Saturday, June 16, 2018

WELL DONE MEDIUM RARE

I wanted to write something like "1 like = 1 duit raya" - backstory for you Muricans: on Eid, Singaporean Malays give money packets (duit raya) to the younger ones once we start earning an income. Sometimes I envy people who can write sassy one-liners as their captions but then I think, well so I am not them. I am not carefree and snappily snarky, I am regularly depressed and I think and type in heavy run-on sentences. Yet sometimes people envy me so, to quote Houdini lyrics, "focus on your ability" - I will do what I can, and they will do what they can. In 2017, I lived in denial and I showed the world, especially the people who broke me, that I was just like the person I used to be and then I realised, I wasn't and I'm not.

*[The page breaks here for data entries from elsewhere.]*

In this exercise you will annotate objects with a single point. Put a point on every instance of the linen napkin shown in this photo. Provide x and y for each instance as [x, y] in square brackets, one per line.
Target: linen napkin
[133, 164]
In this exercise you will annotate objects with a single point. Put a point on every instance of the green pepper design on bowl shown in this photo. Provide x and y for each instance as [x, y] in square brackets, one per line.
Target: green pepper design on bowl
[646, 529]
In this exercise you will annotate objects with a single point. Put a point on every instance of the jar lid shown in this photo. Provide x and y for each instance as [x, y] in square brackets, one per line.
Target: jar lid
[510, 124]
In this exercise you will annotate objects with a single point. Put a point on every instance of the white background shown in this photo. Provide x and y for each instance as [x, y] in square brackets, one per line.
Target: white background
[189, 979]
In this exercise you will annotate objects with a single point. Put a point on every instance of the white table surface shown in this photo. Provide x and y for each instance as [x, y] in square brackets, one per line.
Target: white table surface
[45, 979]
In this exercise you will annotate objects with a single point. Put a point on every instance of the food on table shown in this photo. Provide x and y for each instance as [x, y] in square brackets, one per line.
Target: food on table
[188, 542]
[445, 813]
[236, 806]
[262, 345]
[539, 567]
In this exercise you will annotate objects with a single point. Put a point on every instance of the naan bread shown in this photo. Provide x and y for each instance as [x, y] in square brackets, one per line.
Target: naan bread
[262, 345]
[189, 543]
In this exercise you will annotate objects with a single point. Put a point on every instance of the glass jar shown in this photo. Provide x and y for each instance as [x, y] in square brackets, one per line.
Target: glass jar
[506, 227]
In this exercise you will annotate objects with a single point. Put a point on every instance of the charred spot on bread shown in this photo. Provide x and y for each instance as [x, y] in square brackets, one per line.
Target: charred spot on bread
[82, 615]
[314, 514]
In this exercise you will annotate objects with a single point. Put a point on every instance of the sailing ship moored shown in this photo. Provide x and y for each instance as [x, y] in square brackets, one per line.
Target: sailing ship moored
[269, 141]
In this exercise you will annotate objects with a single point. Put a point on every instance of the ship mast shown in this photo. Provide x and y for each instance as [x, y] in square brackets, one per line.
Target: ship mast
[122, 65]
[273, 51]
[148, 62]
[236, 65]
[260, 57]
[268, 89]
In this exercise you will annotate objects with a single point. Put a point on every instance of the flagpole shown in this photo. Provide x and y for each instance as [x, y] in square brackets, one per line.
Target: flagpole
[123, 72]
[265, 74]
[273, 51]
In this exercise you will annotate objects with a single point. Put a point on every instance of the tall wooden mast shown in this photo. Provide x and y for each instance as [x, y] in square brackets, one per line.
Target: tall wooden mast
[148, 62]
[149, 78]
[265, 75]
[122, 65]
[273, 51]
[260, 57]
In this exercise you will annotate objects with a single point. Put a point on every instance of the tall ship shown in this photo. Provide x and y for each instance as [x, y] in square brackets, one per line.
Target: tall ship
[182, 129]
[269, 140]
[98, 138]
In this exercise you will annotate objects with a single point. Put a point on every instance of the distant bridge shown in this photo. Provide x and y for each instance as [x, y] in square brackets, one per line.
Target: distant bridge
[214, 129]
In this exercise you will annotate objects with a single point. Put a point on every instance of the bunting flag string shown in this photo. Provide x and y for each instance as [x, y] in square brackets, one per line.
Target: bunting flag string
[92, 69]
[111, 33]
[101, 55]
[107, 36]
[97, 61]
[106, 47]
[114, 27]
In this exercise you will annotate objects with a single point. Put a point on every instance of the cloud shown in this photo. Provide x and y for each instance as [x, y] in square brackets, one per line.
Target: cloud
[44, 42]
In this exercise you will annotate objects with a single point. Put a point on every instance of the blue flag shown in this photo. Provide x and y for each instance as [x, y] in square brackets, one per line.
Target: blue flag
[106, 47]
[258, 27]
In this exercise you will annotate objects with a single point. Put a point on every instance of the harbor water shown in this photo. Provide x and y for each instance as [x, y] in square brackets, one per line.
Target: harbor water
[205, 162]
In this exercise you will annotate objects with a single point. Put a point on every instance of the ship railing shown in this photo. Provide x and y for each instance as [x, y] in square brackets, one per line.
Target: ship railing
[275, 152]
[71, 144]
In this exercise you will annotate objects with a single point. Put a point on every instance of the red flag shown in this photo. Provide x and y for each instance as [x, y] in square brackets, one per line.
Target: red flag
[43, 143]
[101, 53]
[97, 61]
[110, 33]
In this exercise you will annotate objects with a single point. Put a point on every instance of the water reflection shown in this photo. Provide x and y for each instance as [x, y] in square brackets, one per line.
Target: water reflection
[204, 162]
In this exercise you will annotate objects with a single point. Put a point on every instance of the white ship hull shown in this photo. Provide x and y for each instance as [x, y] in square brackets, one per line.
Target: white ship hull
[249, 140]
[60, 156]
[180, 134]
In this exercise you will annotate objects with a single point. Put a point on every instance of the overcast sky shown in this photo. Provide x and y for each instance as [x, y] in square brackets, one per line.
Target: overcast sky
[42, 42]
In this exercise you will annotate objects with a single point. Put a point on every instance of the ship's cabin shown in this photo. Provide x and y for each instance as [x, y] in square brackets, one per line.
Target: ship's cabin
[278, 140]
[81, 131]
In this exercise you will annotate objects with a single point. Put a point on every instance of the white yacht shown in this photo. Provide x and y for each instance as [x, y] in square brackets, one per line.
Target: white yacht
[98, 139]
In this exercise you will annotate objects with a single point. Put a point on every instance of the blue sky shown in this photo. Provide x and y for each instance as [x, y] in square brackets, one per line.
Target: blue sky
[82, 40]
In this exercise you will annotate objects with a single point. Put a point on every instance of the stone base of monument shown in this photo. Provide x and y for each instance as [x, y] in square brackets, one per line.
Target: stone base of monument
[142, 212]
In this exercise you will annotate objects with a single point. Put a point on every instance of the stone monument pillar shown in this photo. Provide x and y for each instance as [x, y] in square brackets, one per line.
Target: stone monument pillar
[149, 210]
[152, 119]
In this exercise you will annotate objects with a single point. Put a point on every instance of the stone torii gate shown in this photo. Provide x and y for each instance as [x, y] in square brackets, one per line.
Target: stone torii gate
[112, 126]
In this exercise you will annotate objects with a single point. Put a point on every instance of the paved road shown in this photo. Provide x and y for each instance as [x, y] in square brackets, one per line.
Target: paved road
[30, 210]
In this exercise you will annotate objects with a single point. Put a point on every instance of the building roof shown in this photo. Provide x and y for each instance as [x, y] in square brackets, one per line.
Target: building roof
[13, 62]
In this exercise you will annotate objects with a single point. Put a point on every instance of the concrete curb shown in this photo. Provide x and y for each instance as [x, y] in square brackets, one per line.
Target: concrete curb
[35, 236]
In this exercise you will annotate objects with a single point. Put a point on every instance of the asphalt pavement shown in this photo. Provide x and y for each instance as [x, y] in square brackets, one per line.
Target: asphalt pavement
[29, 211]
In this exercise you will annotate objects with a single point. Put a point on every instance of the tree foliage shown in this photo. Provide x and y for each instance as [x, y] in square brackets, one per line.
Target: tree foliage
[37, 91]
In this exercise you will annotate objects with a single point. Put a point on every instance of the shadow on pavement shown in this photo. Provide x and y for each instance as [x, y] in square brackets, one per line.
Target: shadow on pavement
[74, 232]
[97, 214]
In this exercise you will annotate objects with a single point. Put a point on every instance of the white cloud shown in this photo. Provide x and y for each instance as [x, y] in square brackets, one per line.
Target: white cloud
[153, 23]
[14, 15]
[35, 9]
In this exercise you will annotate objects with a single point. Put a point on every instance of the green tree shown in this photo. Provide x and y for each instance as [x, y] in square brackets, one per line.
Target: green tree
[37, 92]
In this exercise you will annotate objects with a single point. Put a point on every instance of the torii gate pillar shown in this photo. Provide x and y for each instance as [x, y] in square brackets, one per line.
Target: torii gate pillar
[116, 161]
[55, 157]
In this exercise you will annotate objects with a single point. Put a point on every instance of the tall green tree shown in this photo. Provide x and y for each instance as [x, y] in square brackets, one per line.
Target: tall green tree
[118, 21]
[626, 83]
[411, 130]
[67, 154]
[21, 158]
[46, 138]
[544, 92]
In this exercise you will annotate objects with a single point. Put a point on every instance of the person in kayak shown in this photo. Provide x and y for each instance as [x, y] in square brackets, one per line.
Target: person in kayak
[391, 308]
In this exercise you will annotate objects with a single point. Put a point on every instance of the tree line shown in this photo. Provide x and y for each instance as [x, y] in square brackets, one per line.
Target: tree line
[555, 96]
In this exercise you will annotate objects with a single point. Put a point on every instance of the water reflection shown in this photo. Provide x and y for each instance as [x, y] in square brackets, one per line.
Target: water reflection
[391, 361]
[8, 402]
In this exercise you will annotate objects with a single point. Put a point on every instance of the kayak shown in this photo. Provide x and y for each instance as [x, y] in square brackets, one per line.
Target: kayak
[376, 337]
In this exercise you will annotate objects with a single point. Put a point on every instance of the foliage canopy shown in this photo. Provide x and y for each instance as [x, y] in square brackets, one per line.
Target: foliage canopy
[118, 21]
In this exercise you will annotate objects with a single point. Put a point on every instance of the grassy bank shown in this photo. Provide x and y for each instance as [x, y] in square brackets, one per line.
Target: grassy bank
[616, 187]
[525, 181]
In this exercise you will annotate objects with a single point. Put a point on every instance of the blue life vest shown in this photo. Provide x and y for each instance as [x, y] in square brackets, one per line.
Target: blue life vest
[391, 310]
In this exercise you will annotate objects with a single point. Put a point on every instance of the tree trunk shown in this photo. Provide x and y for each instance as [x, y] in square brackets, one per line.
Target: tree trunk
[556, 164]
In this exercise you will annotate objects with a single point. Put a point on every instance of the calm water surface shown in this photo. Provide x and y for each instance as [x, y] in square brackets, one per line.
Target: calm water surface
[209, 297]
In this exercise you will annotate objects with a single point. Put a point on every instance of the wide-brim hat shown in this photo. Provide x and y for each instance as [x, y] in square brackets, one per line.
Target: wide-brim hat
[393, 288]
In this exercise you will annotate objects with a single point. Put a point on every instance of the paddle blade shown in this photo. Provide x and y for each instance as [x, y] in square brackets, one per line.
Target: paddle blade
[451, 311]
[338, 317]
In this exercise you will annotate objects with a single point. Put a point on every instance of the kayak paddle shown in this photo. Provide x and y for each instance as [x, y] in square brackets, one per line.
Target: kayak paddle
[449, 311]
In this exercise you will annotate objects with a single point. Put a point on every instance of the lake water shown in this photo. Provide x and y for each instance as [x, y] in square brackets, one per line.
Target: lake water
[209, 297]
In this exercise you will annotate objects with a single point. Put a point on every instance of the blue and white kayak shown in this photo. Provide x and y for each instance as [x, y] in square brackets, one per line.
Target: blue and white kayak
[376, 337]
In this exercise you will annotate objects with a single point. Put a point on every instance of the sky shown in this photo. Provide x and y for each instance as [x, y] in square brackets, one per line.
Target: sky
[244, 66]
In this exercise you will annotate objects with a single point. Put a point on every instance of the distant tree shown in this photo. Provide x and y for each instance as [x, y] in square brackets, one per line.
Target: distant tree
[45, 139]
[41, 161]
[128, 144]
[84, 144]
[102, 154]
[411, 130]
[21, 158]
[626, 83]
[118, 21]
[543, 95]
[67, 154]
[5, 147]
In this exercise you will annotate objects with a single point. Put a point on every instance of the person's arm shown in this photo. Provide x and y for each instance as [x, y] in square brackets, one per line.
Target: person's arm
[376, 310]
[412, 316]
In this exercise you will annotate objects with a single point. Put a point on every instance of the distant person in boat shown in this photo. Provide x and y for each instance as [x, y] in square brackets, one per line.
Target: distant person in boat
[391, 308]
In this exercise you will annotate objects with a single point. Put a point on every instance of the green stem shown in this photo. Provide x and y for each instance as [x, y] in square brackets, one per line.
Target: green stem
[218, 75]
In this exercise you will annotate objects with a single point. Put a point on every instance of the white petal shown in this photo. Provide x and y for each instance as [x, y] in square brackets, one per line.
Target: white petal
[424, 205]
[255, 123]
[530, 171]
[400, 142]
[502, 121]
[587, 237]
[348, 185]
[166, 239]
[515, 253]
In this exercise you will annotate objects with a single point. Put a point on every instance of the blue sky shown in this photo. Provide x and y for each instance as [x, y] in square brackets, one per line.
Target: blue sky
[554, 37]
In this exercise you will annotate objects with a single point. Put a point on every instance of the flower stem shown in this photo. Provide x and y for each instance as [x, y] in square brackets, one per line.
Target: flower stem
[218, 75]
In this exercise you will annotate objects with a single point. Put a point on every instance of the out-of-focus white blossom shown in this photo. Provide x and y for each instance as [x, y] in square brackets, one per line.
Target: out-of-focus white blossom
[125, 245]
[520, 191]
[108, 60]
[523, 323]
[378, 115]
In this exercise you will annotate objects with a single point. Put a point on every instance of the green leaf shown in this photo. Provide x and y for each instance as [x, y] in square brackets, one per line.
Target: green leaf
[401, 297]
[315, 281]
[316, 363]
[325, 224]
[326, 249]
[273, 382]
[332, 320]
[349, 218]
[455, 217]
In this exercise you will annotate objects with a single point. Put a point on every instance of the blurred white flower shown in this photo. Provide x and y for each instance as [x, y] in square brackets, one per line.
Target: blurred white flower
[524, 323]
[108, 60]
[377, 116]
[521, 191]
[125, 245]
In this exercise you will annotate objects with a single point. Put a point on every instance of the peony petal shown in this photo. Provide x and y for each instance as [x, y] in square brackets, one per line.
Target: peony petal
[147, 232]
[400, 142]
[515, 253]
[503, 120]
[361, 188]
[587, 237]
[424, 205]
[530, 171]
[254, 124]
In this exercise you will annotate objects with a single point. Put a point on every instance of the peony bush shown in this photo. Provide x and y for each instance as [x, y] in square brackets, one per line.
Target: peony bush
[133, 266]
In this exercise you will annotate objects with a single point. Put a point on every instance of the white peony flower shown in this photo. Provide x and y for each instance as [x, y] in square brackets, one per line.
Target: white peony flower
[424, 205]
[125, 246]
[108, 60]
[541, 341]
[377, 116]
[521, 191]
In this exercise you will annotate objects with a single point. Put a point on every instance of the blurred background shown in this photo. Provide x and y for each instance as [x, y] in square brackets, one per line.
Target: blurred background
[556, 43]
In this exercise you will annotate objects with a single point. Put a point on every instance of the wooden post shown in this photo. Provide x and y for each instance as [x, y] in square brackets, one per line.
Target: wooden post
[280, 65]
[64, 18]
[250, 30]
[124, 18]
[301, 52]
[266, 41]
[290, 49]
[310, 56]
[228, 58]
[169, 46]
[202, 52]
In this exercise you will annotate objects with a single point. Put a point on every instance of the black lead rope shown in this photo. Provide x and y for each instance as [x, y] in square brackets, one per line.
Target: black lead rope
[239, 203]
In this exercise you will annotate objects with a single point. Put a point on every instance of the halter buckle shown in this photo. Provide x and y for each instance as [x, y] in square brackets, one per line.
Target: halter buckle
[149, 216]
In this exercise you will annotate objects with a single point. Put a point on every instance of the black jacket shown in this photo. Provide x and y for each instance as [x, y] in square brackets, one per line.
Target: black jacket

I came to terms with the fact that I don't have to live for the people who break me. Since putting myself back together and as I still continually piece my parts together every time, I have become a little darker, a little tougher, a little harder, but still incorporating my love for all things bright and colorful. I lost a best friend in the past year, I became even more cynical, and still I never stop looking for the person I'm meant to be. I hope we all live long enough to enjoy our golden hours. Shot on the Samsung S9, by my sister @notfuzzy. #eid #raya #houdini #fosterthepeople #malay #samsungsg #staygold #urbandecay #makeup
A post shared by Sarah Mei Lyana (@sarahmeilyana) on
I received a Facebook message from someone who'd read my last post. She said she received similar treatment at IMH, that it took barely five minutes for a senior doctor to say she didn't have depression. So, I suppose I will look into getting therapy somewhere else. I am so grateful that she wrote to me, because I'd already started to convince myself that maybe I wasn't depressed and was overthinking everything.